In a paraesophageal hernia, the space in your phrenoesophageal membrane is bigger so a bigger part of your stomach herniates next to the esophagus and it stays there, while the GE junction remains under your diaphragm. Typically a Hiatal hernia itself causes no visible symptoms unless it is already become severe. This is why it is actually not known how rare or how frequent this condition happens in general. Though there is a lack of obvious symptoms, they are there, and you would need to know all about them so that if you observe them in your own body, you would have cause for alarm. Read on to learn about the different symptoms of Hiatal hernias which you must look out for to avoid having to deal with a severe diagnosis in the future.

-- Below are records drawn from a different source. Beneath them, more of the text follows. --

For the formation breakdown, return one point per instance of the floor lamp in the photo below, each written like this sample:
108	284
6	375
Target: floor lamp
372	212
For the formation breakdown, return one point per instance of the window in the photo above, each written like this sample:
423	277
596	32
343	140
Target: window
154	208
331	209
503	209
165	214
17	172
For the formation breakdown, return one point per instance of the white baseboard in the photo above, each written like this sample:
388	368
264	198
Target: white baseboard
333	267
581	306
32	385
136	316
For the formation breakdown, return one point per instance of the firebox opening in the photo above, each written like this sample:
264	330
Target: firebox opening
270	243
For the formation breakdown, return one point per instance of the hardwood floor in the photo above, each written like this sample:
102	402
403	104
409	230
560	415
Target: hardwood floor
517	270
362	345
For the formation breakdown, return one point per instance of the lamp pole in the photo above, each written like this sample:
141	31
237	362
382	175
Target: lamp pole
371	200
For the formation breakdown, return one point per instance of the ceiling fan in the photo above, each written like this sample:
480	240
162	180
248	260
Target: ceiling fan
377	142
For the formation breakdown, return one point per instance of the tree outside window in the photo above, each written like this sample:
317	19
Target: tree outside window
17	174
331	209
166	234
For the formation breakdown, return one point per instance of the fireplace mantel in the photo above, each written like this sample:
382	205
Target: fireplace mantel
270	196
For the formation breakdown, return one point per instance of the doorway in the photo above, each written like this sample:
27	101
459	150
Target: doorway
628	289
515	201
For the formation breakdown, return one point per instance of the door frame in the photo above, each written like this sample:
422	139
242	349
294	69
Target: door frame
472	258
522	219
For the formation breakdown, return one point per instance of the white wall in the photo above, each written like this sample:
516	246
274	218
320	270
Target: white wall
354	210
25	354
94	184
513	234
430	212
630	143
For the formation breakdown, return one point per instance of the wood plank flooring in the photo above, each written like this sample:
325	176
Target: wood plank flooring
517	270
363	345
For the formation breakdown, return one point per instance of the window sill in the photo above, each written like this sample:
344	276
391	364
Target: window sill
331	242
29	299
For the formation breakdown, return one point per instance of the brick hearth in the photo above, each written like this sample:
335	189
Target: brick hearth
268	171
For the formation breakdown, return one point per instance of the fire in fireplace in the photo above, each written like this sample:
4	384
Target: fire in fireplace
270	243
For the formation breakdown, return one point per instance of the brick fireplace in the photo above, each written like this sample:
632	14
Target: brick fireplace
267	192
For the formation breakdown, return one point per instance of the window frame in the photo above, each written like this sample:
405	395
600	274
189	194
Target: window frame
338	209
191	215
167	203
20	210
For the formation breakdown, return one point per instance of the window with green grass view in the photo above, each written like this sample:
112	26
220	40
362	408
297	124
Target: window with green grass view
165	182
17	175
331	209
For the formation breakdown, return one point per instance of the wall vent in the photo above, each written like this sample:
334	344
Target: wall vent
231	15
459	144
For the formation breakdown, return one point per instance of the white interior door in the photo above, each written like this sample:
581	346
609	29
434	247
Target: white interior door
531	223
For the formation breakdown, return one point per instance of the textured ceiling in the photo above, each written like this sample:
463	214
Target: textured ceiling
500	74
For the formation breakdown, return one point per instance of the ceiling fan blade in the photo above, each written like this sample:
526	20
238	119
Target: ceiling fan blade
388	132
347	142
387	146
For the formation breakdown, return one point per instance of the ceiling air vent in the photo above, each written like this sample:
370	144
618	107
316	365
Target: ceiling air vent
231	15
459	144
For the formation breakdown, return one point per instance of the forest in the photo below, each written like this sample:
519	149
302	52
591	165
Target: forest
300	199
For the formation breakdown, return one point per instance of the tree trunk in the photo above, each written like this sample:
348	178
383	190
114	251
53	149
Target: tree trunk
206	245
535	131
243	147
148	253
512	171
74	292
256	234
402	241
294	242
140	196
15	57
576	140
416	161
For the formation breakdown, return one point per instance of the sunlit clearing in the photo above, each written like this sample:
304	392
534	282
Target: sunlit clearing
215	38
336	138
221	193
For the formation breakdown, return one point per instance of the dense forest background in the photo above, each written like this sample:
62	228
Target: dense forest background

Heartburn, a burning pain in your lower chest which can either be uncomfortable or downright painful, is a very common symptom for different kinds of illnesses including acid reflux and Hiatal hernia. Though heartburn can have a lot of causes, you having a Hiatal hernia can be one of them. You can try eliminating all other possible causes and when you’re left with a hernia, then that’s probably what it is. A Hiatal hernia may not be cause for alarm but generally when you feel this symptom; it may be a good idea to have yourself checked.